Embora os objetivos de ambos os grupos sejam distintos, para as populações que os sofrem não há grandes diferenças; o JNIM tem fins mais políticos, pretendendo conquistar o país, à semelhança de seus irmãos, os talibãs no Afeganistão. Enquanto o EIS se alinha ao que chamam de “jihad global”, cujas pretensões mínimas são tomar regiões ou uma cidade, a partir da qual articular um califado com aspirações globais.
Algo semelhante ao que conseguiram estabelecer em algumas regiões da Síria e do Iraque, e mais tarde nas cidades líbias de Sirte, na costa central entre Trípoli e Benghazi, entre o final de 2014 e início de 2016, onde havia nascido e foi martirizado o coronel Gaddafi; e a cidade de Derna, na região da Cirenaica, onde o Daesh conseguiu se instalar no final de 2014, sendo desalojado no ano seguinte. Embora em ambas as praças o tempo não tenha sido muito prolongado, seus habitantes sofreram as consequências de um governo ferozmente fundamentalista. Com execuções quase diárias e castigos físicos à menor infração, que incluíam açoites, amputação de mãos de ladrões, lapidação, decapitação e autoimolação. Esses castigos quase sempre são executados em mercados ou feiras, diante de toda a população, como forma de disciplinamento geral. Tais ações não ficaram restritas a Derna ou Sirte, mas continuam sendo aplicadas em cada localidade ocupada.

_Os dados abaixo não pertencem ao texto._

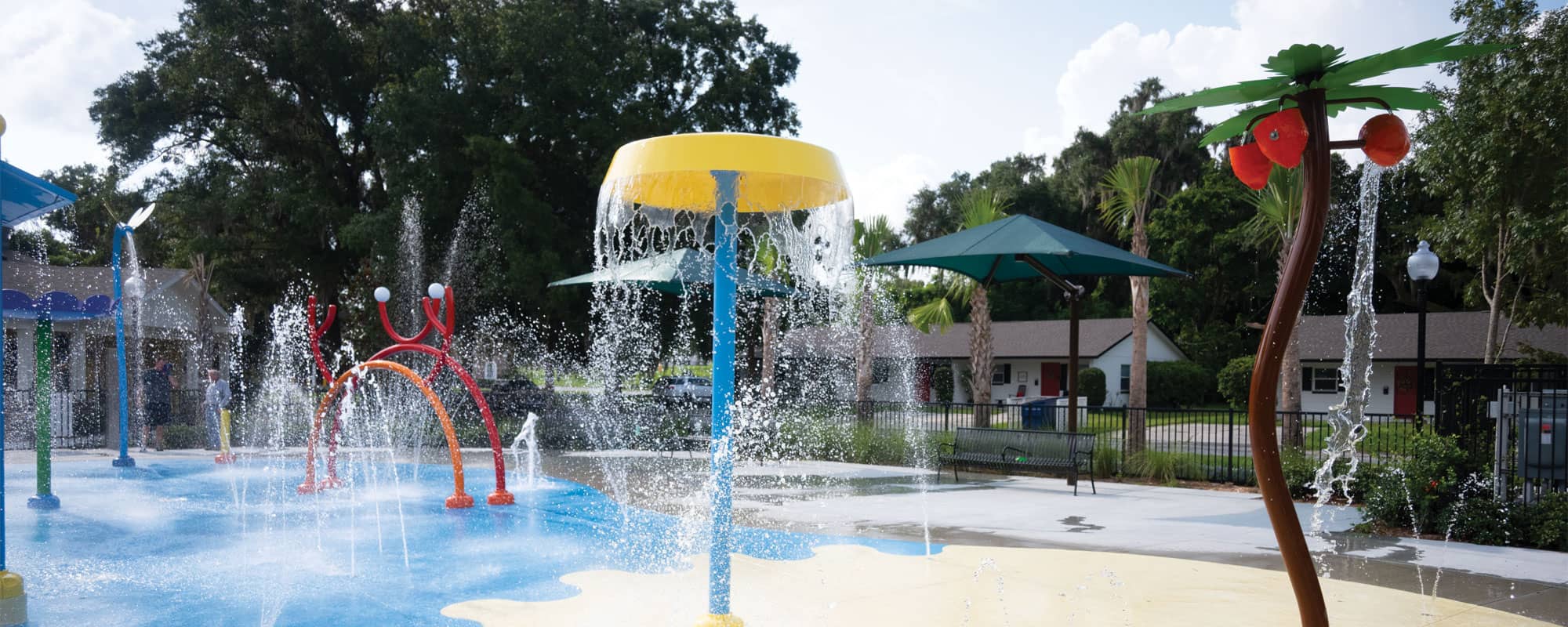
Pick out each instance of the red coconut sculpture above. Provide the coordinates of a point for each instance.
(440, 316)
(1290, 123)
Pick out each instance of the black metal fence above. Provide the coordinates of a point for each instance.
(1512, 419)
(76, 419)
(1207, 444)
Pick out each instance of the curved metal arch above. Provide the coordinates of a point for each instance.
(459, 499)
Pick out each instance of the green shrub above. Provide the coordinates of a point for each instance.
(1236, 382)
(1548, 523)
(1299, 474)
(1486, 521)
(1108, 458)
(1178, 385)
(1092, 386)
(1160, 466)
(184, 437)
(1420, 491)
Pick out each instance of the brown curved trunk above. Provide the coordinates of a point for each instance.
(1291, 374)
(981, 355)
(1283, 317)
(1139, 371)
(771, 341)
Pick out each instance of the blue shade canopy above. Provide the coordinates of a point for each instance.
(675, 272)
(59, 305)
(992, 253)
(26, 197)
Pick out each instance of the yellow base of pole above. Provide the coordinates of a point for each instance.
(13, 601)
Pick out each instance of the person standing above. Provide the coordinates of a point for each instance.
(214, 404)
(158, 391)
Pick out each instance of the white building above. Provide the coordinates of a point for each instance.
(1031, 358)
(85, 375)
(1451, 338)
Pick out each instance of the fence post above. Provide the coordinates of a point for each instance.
(1230, 444)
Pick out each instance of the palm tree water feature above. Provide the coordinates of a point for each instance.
(667, 192)
(1288, 121)
(1348, 419)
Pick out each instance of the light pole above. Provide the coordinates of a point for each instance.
(136, 289)
(1423, 267)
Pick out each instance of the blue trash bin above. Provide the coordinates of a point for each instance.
(1040, 415)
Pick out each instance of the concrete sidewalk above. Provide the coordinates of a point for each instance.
(1229, 527)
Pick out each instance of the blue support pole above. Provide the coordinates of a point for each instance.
(123, 462)
(2, 427)
(724, 466)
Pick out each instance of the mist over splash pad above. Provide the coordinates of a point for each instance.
(191, 543)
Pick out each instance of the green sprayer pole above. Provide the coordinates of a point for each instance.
(43, 385)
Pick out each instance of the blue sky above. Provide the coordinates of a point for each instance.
(904, 92)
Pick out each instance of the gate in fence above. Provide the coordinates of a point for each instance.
(1514, 416)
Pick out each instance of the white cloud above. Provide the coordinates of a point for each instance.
(887, 189)
(1200, 57)
(53, 56)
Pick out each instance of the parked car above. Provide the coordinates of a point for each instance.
(688, 388)
(515, 397)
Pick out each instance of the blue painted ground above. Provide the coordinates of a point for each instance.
(189, 543)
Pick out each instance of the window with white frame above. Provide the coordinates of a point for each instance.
(1321, 380)
(1003, 374)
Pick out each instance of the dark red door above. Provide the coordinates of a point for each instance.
(1406, 390)
(1050, 380)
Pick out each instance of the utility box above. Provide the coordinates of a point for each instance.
(1544, 437)
(1040, 415)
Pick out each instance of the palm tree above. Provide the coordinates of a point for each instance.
(871, 239)
(1279, 216)
(979, 208)
(1319, 84)
(1128, 192)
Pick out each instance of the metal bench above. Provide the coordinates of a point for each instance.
(1020, 449)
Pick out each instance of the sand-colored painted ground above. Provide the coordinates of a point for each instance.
(846, 585)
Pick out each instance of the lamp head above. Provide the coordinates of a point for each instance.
(140, 217)
(1423, 266)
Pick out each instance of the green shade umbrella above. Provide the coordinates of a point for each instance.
(1020, 248)
(990, 253)
(673, 272)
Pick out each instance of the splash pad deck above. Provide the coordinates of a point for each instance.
(195, 543)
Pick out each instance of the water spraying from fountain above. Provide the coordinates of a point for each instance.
(1348, 419)
(528, 441)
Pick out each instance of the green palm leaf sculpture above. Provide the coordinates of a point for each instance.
(1315, 67)
(1315, 81)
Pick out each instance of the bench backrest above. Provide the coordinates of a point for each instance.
(1039, 444)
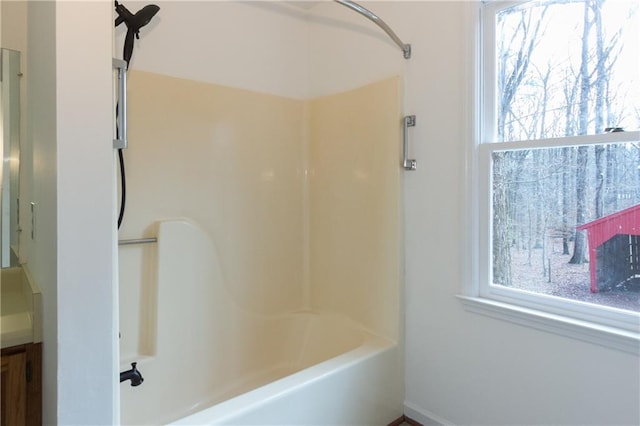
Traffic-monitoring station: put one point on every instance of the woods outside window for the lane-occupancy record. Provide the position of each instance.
(559, 148)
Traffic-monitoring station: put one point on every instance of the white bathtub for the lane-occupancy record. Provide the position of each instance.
(207, 361)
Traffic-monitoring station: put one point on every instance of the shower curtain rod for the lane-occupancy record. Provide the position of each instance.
(406, 48)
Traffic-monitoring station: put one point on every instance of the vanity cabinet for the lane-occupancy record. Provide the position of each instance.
(21, 393)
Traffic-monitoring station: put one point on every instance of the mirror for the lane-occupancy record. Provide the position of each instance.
(10, 167)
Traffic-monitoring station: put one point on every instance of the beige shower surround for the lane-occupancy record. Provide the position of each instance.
(301, 197)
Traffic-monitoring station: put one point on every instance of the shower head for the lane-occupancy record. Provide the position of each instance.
(133, 22)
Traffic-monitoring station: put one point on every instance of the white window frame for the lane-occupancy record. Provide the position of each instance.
(610, 327)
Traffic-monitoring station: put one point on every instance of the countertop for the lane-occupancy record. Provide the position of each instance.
(20, 309)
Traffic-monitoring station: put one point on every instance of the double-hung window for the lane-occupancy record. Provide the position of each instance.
(556, 185)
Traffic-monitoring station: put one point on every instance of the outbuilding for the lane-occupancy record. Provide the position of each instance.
(614, 249)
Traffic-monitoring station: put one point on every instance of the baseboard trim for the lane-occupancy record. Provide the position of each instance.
(423, 417)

Para evitar que isso ocorra no Sahel, a Confederação de Estados do Sahel anunciou a formação de uma força conjunta de cinco mil efetivos no início deste ano, enquanto seus exércitos realizam operações em conjunto.
No início do desenvolvimento de sua “guerra santa”, no começo da década passada, as duas organizações colaboraram entre si. Chegaram a participar de algumas operações em conjunto, o que, embora não fosse habitual, acontecia ocasionalmente – geralmente em questões como a gestão de reféns ou a libertação de prisioneiros.
Contudo, à medida que ambas as khatibas se expandiam na região do Sahel, começaram a interferir nos planos uma da outra, ao ponto de, desde o final de 2019, as duas franquias terem começado a se enfrentar.
O controle territorial nas regiões de Mopti (Mali) e Tillabery (Níger), pela administração das rotas, ocupação de aldeias e uso de seus recursos, foi o estopim do conflito. Para além das interpretações religiosas e das mútuas acusações de khawarij (desviados) do Alcorão, ambas as organizações estão em guerra entre si, o que já gerou centenas de mortos.
Algo semelhante também ocorre na Nigéria entre Boko Haram e o Estado Islâmico na África Ocidental (ISWAP), embora nesse caso ambas tenham feito o al-baya’t (juramento de lealdade) ao mesmo Daesh, para quem a Tawḥīd (unicidade) de Alá, para os terroristas, parece bastante fortuita.